When Dragon Boat Festival has come around in recent years, it has been accompanied by the idea, popular in some circles in Taiwan, that we shouldn’t celebrate “Chinese” holidays.

But if you ever try to prod into the reasons why celebrating Chinese holidays is controversial, you are often met with responses like, “It’s our right to celebrate what we want.”

But this doesn’t address the heart of the matter. How should we approach the vestiges of Chinese culture in Taiwan?

We might take the relationship many in the United States have with St. Patrick’s day as a comparative case. No one is accused of being a traitor, spy, or somehow un-American for celebrating this holiday. The crosses, shamrocks, and religious, foreign symbols of the holiday are embraced by believers and atheists alike, Irish and non-Irish. The holiday has its own meaning in the U.S. now, completely divorced from its religious and Irish origins.

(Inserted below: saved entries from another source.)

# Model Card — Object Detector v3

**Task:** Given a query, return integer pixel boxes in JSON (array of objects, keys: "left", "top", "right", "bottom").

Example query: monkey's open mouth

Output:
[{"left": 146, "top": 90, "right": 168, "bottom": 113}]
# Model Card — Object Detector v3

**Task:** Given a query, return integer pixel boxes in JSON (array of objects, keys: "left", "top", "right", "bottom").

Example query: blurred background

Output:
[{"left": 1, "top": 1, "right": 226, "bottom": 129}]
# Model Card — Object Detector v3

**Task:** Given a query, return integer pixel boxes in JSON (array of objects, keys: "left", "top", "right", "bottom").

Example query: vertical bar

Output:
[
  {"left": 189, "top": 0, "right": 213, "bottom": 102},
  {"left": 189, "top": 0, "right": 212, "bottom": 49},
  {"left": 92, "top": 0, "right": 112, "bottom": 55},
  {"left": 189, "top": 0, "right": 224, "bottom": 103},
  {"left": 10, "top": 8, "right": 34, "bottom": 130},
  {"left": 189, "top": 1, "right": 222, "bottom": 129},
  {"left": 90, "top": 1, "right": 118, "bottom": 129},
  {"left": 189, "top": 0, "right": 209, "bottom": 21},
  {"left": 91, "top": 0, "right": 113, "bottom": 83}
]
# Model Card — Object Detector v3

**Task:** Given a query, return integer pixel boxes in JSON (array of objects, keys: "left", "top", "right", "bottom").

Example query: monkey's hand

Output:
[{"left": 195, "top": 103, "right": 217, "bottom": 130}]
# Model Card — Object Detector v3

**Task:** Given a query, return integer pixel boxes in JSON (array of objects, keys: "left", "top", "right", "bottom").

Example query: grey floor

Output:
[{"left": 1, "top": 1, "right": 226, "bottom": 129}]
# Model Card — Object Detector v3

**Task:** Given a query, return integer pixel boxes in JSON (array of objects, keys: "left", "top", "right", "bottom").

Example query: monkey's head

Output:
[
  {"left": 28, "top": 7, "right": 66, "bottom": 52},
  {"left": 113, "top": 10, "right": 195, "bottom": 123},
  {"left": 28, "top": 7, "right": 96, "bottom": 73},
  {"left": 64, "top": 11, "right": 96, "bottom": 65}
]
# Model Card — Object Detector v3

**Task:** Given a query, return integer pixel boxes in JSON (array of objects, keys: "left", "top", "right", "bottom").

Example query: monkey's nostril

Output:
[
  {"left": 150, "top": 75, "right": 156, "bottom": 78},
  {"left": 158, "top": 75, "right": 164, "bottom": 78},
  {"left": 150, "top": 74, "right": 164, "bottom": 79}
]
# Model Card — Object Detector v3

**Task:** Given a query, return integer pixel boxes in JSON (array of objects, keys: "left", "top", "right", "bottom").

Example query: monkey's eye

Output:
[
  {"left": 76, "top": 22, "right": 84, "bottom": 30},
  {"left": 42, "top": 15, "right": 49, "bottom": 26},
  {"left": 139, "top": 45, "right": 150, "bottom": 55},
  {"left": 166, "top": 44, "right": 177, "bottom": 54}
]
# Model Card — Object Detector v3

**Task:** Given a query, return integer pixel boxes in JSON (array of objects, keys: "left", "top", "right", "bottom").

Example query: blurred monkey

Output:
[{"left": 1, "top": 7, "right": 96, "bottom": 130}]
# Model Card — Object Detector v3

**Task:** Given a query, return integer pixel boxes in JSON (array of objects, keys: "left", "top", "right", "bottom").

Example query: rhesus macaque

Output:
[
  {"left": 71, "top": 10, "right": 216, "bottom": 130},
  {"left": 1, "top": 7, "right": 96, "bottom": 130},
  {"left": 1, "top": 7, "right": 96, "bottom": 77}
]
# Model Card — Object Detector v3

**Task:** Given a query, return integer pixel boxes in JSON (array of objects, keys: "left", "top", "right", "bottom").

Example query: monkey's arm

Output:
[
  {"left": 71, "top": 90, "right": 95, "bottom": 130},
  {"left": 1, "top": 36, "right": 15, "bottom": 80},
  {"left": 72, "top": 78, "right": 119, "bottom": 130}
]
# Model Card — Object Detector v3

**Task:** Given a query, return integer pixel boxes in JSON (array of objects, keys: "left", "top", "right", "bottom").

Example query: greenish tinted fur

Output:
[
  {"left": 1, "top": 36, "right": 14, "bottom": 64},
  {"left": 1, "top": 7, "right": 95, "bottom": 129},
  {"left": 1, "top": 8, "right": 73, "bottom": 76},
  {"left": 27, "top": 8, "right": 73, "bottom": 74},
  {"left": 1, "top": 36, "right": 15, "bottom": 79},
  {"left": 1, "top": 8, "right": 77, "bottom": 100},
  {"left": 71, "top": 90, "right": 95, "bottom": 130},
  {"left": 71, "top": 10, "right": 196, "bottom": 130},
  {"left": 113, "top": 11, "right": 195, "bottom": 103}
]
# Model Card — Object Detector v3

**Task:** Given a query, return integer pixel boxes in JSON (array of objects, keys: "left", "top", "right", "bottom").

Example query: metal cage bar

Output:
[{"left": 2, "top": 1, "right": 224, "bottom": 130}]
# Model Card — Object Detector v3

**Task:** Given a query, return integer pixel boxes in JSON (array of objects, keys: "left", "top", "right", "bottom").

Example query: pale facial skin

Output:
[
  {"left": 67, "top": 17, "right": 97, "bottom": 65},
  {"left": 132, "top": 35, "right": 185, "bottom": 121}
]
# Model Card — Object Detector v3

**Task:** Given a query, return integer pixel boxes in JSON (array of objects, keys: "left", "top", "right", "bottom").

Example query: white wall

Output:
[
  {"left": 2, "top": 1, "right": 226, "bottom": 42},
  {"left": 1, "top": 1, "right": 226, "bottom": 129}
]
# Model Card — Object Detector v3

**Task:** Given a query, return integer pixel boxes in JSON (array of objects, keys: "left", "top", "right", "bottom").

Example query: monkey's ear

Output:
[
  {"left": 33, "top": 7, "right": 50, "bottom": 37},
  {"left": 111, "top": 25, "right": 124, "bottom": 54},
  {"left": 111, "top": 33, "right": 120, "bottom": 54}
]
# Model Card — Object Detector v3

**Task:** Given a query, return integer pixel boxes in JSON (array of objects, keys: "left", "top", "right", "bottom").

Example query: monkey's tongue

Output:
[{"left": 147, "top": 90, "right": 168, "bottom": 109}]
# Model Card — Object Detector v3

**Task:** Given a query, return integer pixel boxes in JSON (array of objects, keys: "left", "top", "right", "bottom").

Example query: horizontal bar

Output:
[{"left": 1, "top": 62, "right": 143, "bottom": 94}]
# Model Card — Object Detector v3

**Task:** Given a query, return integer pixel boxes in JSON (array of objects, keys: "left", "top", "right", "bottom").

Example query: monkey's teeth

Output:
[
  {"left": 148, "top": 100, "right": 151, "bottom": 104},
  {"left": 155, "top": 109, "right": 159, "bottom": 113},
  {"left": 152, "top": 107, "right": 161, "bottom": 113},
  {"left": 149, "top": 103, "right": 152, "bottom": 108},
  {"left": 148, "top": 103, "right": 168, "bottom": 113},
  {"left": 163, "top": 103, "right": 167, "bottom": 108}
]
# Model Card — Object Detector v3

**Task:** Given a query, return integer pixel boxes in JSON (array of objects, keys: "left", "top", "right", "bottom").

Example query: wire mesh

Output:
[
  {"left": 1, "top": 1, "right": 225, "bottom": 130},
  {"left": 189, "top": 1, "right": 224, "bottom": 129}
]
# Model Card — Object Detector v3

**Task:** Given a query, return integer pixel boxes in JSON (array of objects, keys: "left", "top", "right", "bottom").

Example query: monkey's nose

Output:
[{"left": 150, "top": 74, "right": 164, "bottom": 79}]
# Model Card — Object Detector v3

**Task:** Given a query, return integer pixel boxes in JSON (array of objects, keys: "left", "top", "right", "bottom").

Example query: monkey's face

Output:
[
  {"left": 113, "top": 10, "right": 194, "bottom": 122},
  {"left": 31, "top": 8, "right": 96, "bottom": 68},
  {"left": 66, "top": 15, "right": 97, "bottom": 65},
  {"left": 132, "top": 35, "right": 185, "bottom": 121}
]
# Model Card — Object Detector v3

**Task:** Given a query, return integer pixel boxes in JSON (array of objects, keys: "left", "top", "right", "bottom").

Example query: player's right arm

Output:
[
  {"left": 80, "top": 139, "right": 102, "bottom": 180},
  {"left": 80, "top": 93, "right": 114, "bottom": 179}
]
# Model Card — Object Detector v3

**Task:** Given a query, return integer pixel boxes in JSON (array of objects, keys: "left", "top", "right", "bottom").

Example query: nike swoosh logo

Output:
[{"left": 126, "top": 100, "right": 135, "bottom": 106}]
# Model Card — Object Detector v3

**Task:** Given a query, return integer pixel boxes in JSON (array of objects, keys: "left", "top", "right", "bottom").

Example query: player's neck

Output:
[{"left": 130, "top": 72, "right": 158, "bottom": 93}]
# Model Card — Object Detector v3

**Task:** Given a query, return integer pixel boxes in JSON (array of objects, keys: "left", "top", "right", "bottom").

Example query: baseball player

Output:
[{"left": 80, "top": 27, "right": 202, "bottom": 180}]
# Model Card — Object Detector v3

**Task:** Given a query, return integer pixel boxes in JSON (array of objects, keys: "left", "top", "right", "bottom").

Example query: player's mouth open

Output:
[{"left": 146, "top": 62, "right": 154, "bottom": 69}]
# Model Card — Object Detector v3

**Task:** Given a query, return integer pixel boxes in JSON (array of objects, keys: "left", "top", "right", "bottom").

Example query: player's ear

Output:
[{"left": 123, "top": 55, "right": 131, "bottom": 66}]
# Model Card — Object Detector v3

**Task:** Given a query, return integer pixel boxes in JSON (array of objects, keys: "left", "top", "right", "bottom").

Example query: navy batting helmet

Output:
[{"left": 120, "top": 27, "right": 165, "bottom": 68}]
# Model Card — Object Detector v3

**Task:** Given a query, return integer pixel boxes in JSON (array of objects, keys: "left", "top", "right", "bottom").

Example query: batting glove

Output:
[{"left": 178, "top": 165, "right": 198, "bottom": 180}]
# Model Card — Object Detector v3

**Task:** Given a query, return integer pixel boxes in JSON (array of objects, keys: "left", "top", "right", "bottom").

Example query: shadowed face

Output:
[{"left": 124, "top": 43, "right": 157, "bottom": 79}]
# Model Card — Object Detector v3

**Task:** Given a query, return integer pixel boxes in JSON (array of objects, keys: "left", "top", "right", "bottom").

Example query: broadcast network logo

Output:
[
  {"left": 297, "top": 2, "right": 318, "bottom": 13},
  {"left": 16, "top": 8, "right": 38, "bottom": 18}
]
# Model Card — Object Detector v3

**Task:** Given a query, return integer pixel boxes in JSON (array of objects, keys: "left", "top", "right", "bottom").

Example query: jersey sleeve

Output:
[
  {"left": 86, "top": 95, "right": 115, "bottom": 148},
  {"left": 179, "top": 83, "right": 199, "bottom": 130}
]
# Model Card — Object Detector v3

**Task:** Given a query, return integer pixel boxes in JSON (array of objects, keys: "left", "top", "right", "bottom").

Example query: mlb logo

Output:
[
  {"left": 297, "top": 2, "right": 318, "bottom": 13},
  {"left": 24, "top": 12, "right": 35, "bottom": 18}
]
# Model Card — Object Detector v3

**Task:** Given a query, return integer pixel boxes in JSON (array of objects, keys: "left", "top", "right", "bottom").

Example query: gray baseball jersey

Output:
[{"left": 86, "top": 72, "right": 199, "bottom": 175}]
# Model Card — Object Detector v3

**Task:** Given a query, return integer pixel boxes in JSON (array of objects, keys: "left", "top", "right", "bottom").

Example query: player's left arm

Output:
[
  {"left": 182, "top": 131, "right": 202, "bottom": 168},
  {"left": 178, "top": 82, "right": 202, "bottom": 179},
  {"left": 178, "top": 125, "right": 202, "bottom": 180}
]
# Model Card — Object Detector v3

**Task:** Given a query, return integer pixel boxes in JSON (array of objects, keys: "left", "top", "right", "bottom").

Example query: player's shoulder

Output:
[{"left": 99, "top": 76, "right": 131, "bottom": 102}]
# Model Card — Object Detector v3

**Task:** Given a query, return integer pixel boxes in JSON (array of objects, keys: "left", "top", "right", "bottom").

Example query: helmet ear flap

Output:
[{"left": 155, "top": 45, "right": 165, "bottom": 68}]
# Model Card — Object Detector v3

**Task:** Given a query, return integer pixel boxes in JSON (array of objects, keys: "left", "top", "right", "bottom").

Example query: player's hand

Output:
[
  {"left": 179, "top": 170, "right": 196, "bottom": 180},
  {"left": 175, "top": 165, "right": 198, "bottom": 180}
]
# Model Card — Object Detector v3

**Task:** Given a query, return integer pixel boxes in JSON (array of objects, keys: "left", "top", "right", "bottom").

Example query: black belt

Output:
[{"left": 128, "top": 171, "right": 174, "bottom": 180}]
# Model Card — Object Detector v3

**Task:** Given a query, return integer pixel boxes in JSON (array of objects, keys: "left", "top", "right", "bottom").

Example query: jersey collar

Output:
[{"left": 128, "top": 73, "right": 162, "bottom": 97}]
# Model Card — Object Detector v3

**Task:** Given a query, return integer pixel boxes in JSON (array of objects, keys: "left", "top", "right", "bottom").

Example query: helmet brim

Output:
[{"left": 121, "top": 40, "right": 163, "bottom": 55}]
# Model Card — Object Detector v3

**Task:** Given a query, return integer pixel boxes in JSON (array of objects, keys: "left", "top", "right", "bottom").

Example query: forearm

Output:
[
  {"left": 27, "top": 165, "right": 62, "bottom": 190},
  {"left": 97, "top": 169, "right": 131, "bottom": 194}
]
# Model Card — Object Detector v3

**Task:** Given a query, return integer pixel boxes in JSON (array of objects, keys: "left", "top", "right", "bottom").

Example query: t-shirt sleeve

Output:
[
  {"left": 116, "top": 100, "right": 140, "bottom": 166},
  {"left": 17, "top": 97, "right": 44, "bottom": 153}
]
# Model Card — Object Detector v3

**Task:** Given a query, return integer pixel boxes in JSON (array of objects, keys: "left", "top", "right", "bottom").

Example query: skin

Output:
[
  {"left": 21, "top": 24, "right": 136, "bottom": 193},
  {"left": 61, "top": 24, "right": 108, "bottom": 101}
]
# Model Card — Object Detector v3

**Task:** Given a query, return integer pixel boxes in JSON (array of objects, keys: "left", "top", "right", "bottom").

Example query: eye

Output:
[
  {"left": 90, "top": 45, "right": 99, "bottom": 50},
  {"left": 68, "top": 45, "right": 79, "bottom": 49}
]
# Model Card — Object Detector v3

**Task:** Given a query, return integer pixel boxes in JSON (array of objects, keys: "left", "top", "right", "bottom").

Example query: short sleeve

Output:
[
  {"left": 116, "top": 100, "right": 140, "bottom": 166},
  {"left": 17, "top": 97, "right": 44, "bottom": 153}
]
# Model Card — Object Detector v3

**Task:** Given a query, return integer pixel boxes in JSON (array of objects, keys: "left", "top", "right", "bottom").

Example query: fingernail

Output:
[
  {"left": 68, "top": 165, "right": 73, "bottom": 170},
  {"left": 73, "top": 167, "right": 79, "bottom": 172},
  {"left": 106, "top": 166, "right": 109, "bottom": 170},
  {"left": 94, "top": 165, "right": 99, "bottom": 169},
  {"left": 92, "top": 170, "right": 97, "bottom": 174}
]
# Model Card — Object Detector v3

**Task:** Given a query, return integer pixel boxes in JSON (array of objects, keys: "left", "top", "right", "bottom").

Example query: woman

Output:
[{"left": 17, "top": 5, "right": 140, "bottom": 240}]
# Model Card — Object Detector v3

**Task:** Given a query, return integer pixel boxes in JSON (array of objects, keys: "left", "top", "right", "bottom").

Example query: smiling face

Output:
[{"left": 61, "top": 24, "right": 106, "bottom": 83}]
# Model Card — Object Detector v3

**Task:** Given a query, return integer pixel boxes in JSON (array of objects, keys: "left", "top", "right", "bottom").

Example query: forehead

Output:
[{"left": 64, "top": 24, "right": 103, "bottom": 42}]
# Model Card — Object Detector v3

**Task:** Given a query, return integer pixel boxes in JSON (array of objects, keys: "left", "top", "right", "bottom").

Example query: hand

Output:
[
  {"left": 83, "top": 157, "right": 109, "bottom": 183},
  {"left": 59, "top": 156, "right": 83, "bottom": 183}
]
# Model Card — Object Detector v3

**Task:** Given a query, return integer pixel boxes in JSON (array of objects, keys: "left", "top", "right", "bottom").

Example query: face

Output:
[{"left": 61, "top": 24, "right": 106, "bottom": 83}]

We should keep this in mind when we discuss China and Taiwan. The Chinese government, Chinese people, and Chinese culture are separate entities. The same applies for our government, people, and culture in Taiwan.

端午節前夕  民眾買粽子

Photo Credit: CNA

Rice dumplings on sale in Taipei, June 24, 2020.

Taiwan’s culture today, regardless of how we feel about it, has been influenced by its Western and Japanese colonizers, its indigenous peoples, and yes, by various peoples who came from China. This is what constitutes Taiwan’s pluralistic society. It’s what makes us unique.

Every culture is made up of a multitude of influences and subcultures. Class inequality, linguistic, and generational divides ensure that there’s no such thing as a homogeneous national culture. If we ignore and downplay the different influences upon our contemporary identities, yes even the Chinese elements, it’s throwing out the baby with the bathwater. We must remember not to conflate a cultural tradition with a nation, country, or government.

To acknowledge the presence of Chinese culture in Taiwan doesn’t have any bearing on one’s position toward the Chinese government. This is in fact what the Chinese government wants to do, to claim Chinese culture as their own. No government has exclusive rights on representing the variegated popular and elite traditions that constitute Chinese culture.

Those who try to deny the Chinese influence on Taiwanese identity have much in common with the Han chauvinists who sought to suppress Taiwan’s Hokkien culture, seeking to impose in a top-down manner an idea of Taiwanese culture at odds with most people’s lived experience.

Those who care for Taiwan should care for the uniqueness of its cultural heritage. By forsaking any connection with China, we leave this tradition to be claimed by a government that doesn’t share our values.

So this Dragon Boat Festival, don’t feel bad about marking the occasion.